Взял с полки знахарь колун, возле себя на стол положил да в ожидании замер. Рано или поздно надоело бы гостю незваному на морозе стынуть, в дом ломиться бы стал. Самому же дверь открывать у Чика охоты не было. Недолго ждать пришлось, дал знать о себе чужак, но не кулачищами по доскам дубовым забарабанил, а когтями заскреб и жалобно заскулил. В тот же миг все собаки по соседству проснулись и так громко залаяли, что завывание вьюги перекричать умудрились. Почуяли блохастые, что собрат лесной в деревню пожаловал.
Быстро вскочил Чик да дверь отпирать кинулся. Почуяло сердце парня неладное и не ошиблось. На крыльце, снегом совсем занесенном, волк раненый лежал. Да не просто волк, а тот самый, что избушку ведуна лесного стерег. Парень его сразу признал, хоть для людей все волки на одно лицо, точнее морду…
На правом боку у хищника рубец от меча кровоточил, да такой большой, что в жизнь зверюге его не зализать. Жизнь тело звериное еще не покинула, но и едва теплилась. Подивился Чик, как волк до него с такою раной дополз, но мешкать не стал, взял зверя умирающего на руки и в избу понес. Едва тело бесчувственное в тепло попало, как кровь из раны еще пуще хлынула, весь стол залила. Исцелять толком знахарь начинающий не умел, но все, что смог, сделал: кровь остановил, рубец очистил да перевязал. Затем опустился на скамью и призадумался. Не просто так четвероногий слуга ведуна к нему в гости пожаловал, видно, случилось что-то неладное с хозяином, и рана рубленая являлась лучшим тому подтверждением. В непогожую зимнюю ночь добрые люди по лесу не шатаются, тем более при мечах…
Не знал Чик, что делать: то ли возле волка бесчувственного сиднем сидеть, страдания его облегчая, то ли в лес, к избушке ведуна отправиться, то ли соседей на подмогу кликнуть. Подумал-подумал парень, почесал лоб да наконец-то решил в дорогу отправиться. Как он соседям бы объяснил, куда он их в лес ведет? Да и рассказав о пристанище лесного жителя, лишь бы беду на голову его накликал. А волк… а что волк? Повезет – выживет, исцелить зверя раненого парень все равно не мог, слишком мало знал.

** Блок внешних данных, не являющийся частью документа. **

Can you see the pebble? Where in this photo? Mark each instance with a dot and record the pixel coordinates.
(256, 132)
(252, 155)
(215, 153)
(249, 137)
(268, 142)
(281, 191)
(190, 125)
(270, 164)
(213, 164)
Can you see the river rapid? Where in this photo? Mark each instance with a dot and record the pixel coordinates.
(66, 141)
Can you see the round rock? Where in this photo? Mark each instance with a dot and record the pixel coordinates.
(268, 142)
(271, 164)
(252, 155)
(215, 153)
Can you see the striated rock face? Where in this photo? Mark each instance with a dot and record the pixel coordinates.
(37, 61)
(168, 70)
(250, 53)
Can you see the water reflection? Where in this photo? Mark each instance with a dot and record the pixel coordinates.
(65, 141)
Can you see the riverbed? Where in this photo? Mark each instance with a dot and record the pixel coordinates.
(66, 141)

Оделся знахарь потеплее, благо за год одежкой добротной разжился, да и отправился в лес, помочь не помочь, но хотя бы узнать, какая беда у жилища ведуна приключилась, какой гость нежданный пожаловал… Хоть раннее утро наступило, а вьюга все буйствовала, не сдавалась. Ветер с ног парня сбивал и все в сугроб опрокинуть пытался, но Чик решения своего не изменил, домой ни с усталости, ни со страху не возвратился. Долго парню до опушки лесной добираться пришлось, в чистом поле ветер особую силу имеет, есть там простор, где порезвиться. Трудно человеку против него идти; трудно и очень неприятно, когда мороз щеки терзает, а ледышки мелкие в глаза попасть норовят. Несмотря на тулуп добротный да на шапку теплую с варежками, застыл Чик и сильно ослаб, так что, как только до леса добрался, сразу за дерево спрятался и отдохнуть присел.

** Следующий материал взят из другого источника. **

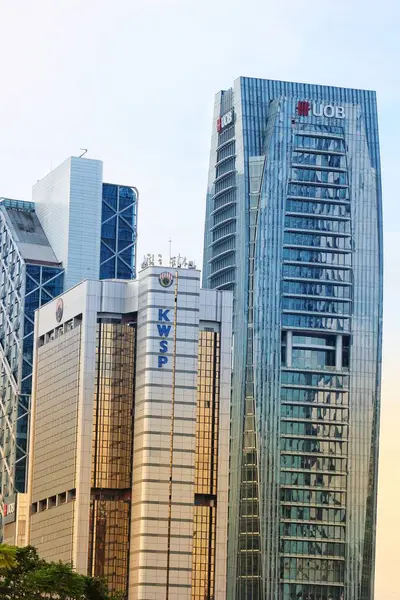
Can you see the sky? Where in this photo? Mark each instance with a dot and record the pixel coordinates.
(133, 81)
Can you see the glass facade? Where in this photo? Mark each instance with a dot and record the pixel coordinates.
(24, 286)
(206, 467)
(118, 232)
(304, 258)
(112, 454)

Разгулялась что-то непогодка, столбы снежные аж меж деревьев по чаще кружили, что большая редкость. Однако Чик уже не тем неучем-воришкой был, каким год назад из города пришел. Нашел знахарь быстро местечко тихое, куда для отдыха перебраться, где ему ни ветер стылый, ни пурга снежная не страшны. Посидел, отдохнул чуток да и дальше пошел, благо, что лес уже хорошо знал и дорогу к избушке отшельника найти мог. Трудно было брести, не только вьюга мешала, но и сугробы, казалось, за последние дни раза в два, не меньше, выросли. Пробирался Чик по колено в снегу, а порой и по пояс в белую массу проваливался, но все же с дороги не сбился. Когда же к поляне ведуна приблизился, тут же почуял неладное. Едва голоса чужаков послышались да тени их меж деревьев мелькнули, упал знахарь ниц и из последних сил в сугроб с головою зарылся, лишь маленькую щелочку для глаз оставил, чтоб за пришлыми наблюдать.
Предстало слезившимся глазам парня и странное, и страшное зрелище. Избушки отшельника уже на поляне не было, от нее лишь головешки остались; а возле костра, от ветра перевернутым набок столом прикрытого, пятеро чужаков полукругом сидели да между собой речь вели, которую Чик из-за воя ветра не расслышал. Инородцы то были, воины из заморских земель, да, похоже, очень уж дальних. Ни на княжих дружинниках, ни на барских охранниках парень таких доспехов диковинных не видывал, да и наемники, что из соседних королевств в города далеченские стекались, таких лат тяжелых, как будто из куска скалы цельного вырубленных, не нашивали. Непривычно выглядели одеяния ратные, странным показалось притихшему парню и оружие – громоздкое, массивное, каким разве что кузнец, к тяжести молота приученный, орудовать бы смог. Но больше всего подивился Чик, что один из гостей непрошеных не только брони, но и одежды совсем не носил.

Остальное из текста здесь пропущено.